You may want to simplify the explanation of a predictive variable from data. For example, you may want a set of simple rules or a decision tree that best describes the observations you have collected.
In this case, you are building a descriptive model.
These models can be vey useful and can help you in your project or your business to better understand how the attributes relate to the predictive value. You can add meaning to the results with the domain expertise that you have.
The important limitation of a descriptive model is that it is limited to describing the data on which it was trained. You have no idea how accurate a predictive the model it is.
Modeling a Target Function
Consider a made up classification problem that goal of which is to classify data instances as either red or green.
For this problem, assume that there exists a perfect model, or a perfect function that can correctly discriminate any data instance from the domain as red or green. In the context of a specific problem, the perfect discrimination function very likely has profound meaning in the problem domain to the domain experts. We want to think about that and try to tap into that perspective. We want to deliver that result.
Our goal when making a predictive model for this problem is to best approximate this perfect discrimination function.
We build our approximation of the perfect discrimination function using sample data collected from the domain. It’s not all the possible data, it’s a sample or subset of all possible data. If we had all the data, there would be no need to make predictions because the answers could just be looked up.
The data we use to build our approximate model contains structure within it pertaining the the ideal discrimination function. Your goal with data preparation is to best expose that structure to the modeling algorithm. The data also contains things that are irrelevant to the discrimination function such as biases from the selection of the data and random noise that perturbs and hides the structure. The model you select to approximate the function must navigate these obstacles.
The framework helps us understand the deeper difference between a descriptive and predictive model.
Descriptive vs Predictive Models
The descriptive model is only concerned with modeling the structure in the observed data. It makes sense to train and evaluate it on the same dataset.
The predictive model is attempting a much more difficult problem, approximating the true discrimination function from a sample of data. We want to use algorithms that do not pick out and model all of the noise in our sample. We do want to chose algorithms that generalize beyond the observed data. It makes sense that we could only evaluate the ability of the model to generalize from a data sample on data that it had not see before during training.
The best descriptive model is accurate on the observed data. The best predictive model is accurate on unobserved data.
The flaw with evaluating a predictive model on training data is that it does not inform you on how well the model has generalized to new unseen data.
A model that is selected for its accuracy on the training dataset rather than its accuracy on an unseen test dataset is very likely have lower accuracy on an unseen test dataset. The reason is that the model is not as generalized. It has specalized to the structure in the training dataset. This is called overfitting, and it’s more insidious than you think.
For example, you may want to stop training your model once the accuracy stops improving. In this situation, there will be a point where the accuracy on the training set continues to improve but the accuracy on unseen data starts to degrade.

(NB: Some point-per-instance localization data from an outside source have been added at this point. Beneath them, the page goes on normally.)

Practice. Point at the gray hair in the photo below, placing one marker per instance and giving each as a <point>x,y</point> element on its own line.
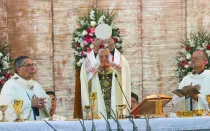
<point>19,62</point>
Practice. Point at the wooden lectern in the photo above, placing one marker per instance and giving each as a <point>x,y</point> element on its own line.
<point>152,105</point>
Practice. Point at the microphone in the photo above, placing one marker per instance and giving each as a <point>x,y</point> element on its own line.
<point>122,91</point>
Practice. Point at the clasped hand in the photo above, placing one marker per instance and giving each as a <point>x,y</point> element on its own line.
<point>38,102</point>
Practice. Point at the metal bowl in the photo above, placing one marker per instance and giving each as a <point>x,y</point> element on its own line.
<point>199,112</point>
<point>184,113</point>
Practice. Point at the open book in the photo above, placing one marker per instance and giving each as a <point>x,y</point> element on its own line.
<point>185,92</point>
<point>151,105</point>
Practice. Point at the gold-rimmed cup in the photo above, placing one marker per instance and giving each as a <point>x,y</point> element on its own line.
<point>17,106</point>
<point>120,109</point>
<point>3,108</point>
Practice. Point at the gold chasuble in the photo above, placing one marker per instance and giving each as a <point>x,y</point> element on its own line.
<point>105,78</point>
<point>97,76</point>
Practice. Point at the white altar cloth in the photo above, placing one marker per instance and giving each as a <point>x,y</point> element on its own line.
<point>157,124</point>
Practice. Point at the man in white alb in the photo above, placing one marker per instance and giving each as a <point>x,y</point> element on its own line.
<point>21,86</point>
<point>200,79</point>
<point>99,73</point>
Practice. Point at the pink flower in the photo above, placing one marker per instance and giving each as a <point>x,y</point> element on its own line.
<point>87,38</point>
<point>85,42</point>
<point>189,63</point>
<point>89,49</point>
<point>7,76</point>
<point>78,45</point>
<point>92,30</point>
<point>187,48</point>
<point>82,53</point>
<point>208,47</point>
<point>92,40</point>
<point>102,46</point>
<point>115,39</point>
<point>3,82</point>
<point>88,30</point>
<point>183,63</point>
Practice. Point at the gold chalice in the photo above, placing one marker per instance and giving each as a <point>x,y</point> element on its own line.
<point>120,109</point>
<point>199,112</point>
<point>208,100</point>
<point>87,111</point>
<point>17,106</point>
<point>3,108</point>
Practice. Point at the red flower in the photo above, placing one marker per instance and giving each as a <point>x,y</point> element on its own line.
<point>115,39</point>
<point>87,38</point>
<point>183,63</point>
<point>7,76</point>
<point>208,47</point>
<point>187,48</point>
<point>78,45</point>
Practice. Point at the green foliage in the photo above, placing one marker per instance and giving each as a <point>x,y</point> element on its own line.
<point>84,36</point>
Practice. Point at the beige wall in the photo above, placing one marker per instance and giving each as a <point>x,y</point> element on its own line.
<point>151,30</point>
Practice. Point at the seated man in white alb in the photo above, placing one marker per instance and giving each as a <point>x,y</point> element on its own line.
<point>51,94</point>
<point>199,78</point>
<point>36,103</point>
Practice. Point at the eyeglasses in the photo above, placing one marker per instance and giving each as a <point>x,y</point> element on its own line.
<point>29,65</point>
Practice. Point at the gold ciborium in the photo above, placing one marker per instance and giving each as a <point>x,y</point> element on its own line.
<point>87,111</point>
<point>3,108</point>
<point>17,106</point>
<point>120,109</point>
<point>93,97</point>
<point>199,112</point>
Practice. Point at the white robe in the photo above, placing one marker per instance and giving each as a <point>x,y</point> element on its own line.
<point>203,80</point>
<point>91,78</point>
<point>21,89</point>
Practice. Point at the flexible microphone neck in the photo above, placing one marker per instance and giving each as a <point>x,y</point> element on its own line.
<point>122,91</point>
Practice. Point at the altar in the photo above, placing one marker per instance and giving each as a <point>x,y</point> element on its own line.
<point>156,124</point>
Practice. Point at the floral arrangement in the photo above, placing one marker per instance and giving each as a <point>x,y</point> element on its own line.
<point>5,62</point>
<point>84,36</point>
<point>199,40</point>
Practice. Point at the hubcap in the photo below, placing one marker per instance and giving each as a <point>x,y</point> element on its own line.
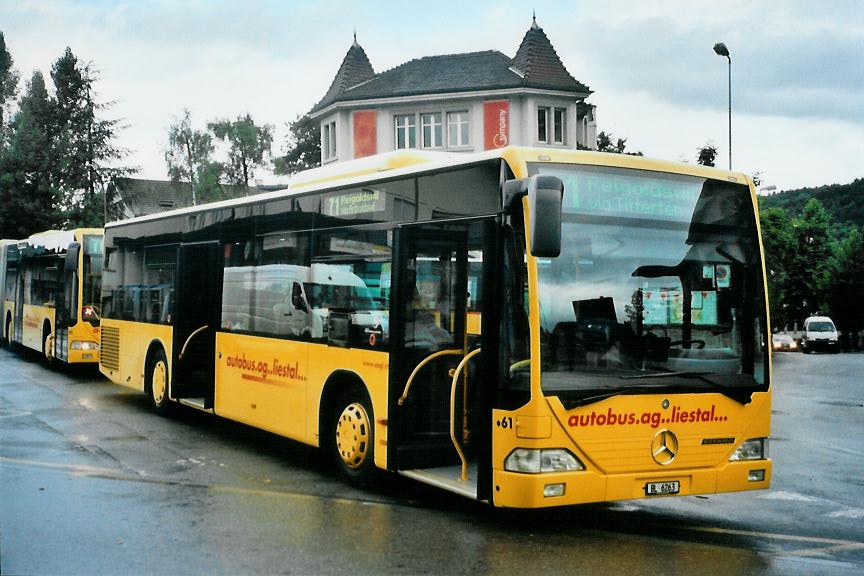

You may be thinking to yourself: “so I’ll train on the training dataset and peek at the test dataset as I go“. A fine idea, but now the test dataset is no longer unseen data as it has been involved and influenced the training dataset.
You must test your model on unseen data to counter overfitting.
A split of data 66%/34% for training to test datasets is a good start. Using cross validation is better, and using multiple runs of cross validation is better again. You want to spend the time and get the best estimate of the models accurate on unseen data.
You can increase the accuracy of your model by decreasing its complexity.
In the case of decision trees for example, you can prune the tree (delete leaves) after training. This will decrease the amount of specialisation in the specific training dataset and increase generalisation on unseen data. If you are using regression for example, you can use regularisation to constrain the complexity (magnitude of the coefficients) during the training process.
In this post you learned the important framework of phrasing the development of a predictive model as an approximation of an unknown ideal discrimination function.
Under this framework you learned that evaluating the model on training data alone is insufficient. You learned that the best and most meaningful way to evaluate the ability of a predictive model to generalize is to evaluate it on unseen data.
This intuition provided the basis for why it is critical to use train/test split tests, cross validation and ideally multiple cross validation in your test harness when evaluating predictive models.